While problems along the St. Louis were identified in the early 2000s, the Kingsbury Bay and Grassy Point project areas were prioritized in 2013 as two of 12 Minnesota sites located in the St. Louis River Area of Concern (AOC) in need of habitat restoration.

“The majority of these projects are habitat restoration and not contamination, and high priority is given to restore lost wetland habitat along the St. Louis River,” Sjolund said. Despite the high priority given to restoring Kingsbury Bay and Grassy Point it took six years to begin the work.

“Since this is part of an AOC, there is a process we have to follow to find what projects need to be done and prioritized and that takes time. Plus it takes a long time to raise funds and find contractors. We’ve completed three habitat restorations in Minnesota with about nine more to go,” Sjolund said.

She further said that habitat restoration sites were prioritized by many stakeholders and then it was a matter of waiting for funding partners and access agreements. .
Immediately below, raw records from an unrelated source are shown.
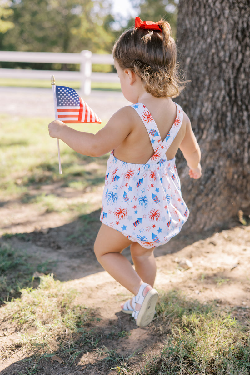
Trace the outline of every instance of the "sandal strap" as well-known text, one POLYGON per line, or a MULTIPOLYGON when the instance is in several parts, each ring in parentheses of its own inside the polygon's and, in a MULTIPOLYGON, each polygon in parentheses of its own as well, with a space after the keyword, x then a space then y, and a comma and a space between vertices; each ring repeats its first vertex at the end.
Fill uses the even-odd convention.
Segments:
POLYGON ((133 303, 135 304, 134 310, 135 310, 136 303, 138 303, 139 304, 141 305, 142 304, 142 302, 144 301, 144 299, 145 298, 145 297, 143 296, 143 291, 146 287, 148 286, 149 285, 149 284, 147 284, 145 282, 144 282, 143 284, 142 284, 140 286, 138 294, 136 296, 135 296, 134 297, 133 297, 132 304, 133 307, 134 306, 133 303))
POLYGON ((132 300, 132 306, 131 307, 131 305, 130 304, 130 300, 128 300, 125 302, 124 304, 123 305, 123 310, 127 310, 129 311, 133 311, 135 309, 135 303, 134 302, 133 299, 132 300))

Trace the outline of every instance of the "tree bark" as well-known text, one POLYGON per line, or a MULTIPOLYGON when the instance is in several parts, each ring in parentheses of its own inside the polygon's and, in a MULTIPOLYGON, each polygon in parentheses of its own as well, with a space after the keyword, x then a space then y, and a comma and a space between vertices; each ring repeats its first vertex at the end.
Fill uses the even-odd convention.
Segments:
POLYGON ((180 157, 186 231, 250 213, 250 14, 249 0, 180 0, 177 44, 192 81, 176 101, 191 121, 203 172, 189 178, 180 157))

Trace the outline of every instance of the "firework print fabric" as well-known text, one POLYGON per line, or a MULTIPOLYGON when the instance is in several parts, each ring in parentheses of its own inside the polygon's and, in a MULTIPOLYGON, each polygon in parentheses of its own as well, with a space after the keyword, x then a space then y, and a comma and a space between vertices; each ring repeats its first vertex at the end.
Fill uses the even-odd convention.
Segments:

The combined Kingsbury-Grassy Point project is the single largest so far in the Twin Ports under the Great Lakes Restoration Initiative. These two sites are part of the effort to restore the lower St. Louis River — the headwaters of the Great Lakes and the largest freshwater estuary in North America — to a more natural state.

“We are replacing habitats that were lost through development for shipping and industry. The shoreline underwent drastic changes through dredging and fill that the industries required. We had lost natural shoreline transitions between land and water to docks, rip rap etc. Our goal is to try to increase natural shorelines and reestablish coastal wetlands,” Sjolund said of the work MN DNR and others are doing in the St. Louis AOC.

The $15 million Kingsbury Bay-Grassy Point project is being completed with funding from Great Lakes Restoration Initiative, Minnesota Outdoor Heritage Fund, and St. Louis River/Interlake/Duluth Tar Superfund Site Natural Resources Damage Assessment and Restoration settlement.